A regression analysis generates an equation to describe the statistical relationship between one or more predictors and the response variable and to predict new observations. Linear regression usually uses the ordinary least squares estimation method which derives the equation by minimizing the sum of the squared residuals.
For example, you work for a potato chip company that is analyzing factors that affect the percentage of crumbled potato chips per container before shipping (response variable). You are conducting the regression analysis and include the percentage of potato relative to other ingredients and the cooking temperature (Celsius) as your two predictors. The following is a table of the results.
Models with one predictor are referred to as simple regression. Models with more than one predictor are known as multiple linear regression.
Simple linear regression examines the linear relationship between two continuous variables: one response (y) and one predictor (x). When the two variables are related, it is possible to predict a response value from a predictor value with better than chance accuracy.

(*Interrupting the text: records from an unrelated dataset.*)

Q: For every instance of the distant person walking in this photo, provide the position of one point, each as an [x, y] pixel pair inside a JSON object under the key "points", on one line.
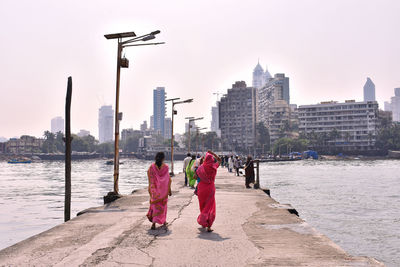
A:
{"points": [[190, 172], [230, 163], [249, 171], [186, 162], [237, 163], [159, 190], [206, 189]]}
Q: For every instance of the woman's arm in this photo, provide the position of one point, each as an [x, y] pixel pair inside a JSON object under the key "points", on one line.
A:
{"points": [[215, 156], [148, 188], [169, 187]]}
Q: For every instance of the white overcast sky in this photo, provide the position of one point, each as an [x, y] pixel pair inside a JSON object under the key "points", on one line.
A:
{"points": [[327, 48]]}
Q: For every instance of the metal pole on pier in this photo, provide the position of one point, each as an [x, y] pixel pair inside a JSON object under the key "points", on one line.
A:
{"points": [[257, 183], [67, 140]]}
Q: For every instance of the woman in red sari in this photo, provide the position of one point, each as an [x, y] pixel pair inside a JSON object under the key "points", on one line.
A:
{"points": [[206, 189], [159, 189]]}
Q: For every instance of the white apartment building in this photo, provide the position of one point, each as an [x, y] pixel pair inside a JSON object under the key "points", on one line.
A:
{"points": [[355, 122], [106, 124], [57, 125]]}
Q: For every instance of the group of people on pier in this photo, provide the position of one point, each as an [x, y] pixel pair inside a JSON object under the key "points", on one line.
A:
{"points": [[200, 170]]}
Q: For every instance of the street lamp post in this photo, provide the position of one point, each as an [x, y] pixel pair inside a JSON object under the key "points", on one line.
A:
{"points": [[190, 126], [197, 137], [123, 63], [174, 112]]}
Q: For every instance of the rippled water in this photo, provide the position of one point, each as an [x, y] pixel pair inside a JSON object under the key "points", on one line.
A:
{"points": [[355, 203], [32, 195]]}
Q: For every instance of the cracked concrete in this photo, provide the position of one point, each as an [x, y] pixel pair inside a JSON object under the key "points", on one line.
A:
{"points": [[251, 229]]}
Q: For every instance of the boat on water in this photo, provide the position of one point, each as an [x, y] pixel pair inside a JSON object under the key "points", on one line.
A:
{"points": [[18, 161], [111, 162]]}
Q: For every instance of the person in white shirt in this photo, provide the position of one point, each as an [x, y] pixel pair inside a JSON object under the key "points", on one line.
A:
{"points": [[186, 162]]}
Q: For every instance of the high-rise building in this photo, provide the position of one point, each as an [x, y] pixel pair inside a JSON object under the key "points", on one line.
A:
{"points": [[106, 124], [237, 117], [273, 105], [83, 133], [192, 128], [143, 126], [355, 123], [394, 105], [215, 120], [167, 128], [260, 78], [159, 109], [369, 90], [152, 122], [57, 125]]}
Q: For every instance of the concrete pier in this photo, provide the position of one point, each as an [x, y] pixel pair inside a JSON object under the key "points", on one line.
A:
{"points": [[250, 229]]}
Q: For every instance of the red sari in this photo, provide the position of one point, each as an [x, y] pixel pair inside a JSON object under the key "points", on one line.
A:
{"points": [[206, 191], [158, 187]]}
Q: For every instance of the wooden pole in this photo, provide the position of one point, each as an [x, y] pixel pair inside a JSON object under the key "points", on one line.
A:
{"points": [[172, 139], [67, 204], [257, 184], [116, 138], [190, 137]]}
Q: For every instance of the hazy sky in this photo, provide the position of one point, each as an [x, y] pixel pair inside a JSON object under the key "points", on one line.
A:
{"points": [[327, 48]]}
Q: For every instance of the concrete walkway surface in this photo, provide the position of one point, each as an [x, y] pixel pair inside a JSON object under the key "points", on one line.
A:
{"points": [[251, 229]]}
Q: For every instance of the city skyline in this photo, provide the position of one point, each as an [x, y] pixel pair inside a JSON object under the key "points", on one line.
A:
{"points": [[327, 51]]}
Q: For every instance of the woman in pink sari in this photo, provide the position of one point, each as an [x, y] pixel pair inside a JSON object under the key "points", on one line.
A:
{"points": [[206, 190], [159, 189]]}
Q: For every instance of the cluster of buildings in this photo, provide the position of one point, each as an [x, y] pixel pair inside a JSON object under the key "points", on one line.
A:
{"points": [[267, 101], [394, 105], [160, 127], [24, 145]]}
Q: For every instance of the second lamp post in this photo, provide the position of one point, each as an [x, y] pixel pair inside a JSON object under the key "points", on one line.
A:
{"points": [[174, 112]]}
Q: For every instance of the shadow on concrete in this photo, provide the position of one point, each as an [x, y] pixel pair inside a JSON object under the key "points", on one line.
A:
{"points": [[213, 236], [160, 231]]}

Multiple linear regression examines the linear relationships between one continuous response and two or more predictors.
If the number of predictors is large, then before fitting a regression model with all the predictors, you should use stepwise or best subsets model-selection techniques to screen out predictors not associated with the responses.
In ordinary least squares (OLS) regression, the estimated equation is calculated by determining the equation that minimizes the sum of the squared distances between the sample's data points and the values predicted by the equation.
Because OLS regression will provide the best estimates only when all the assumptions are met, it is very important to test them. Common approaches include examining residual plots, using lack-of-fit tests, and viewing the correlation between predictors using the Variance Inflation Factor (VIF).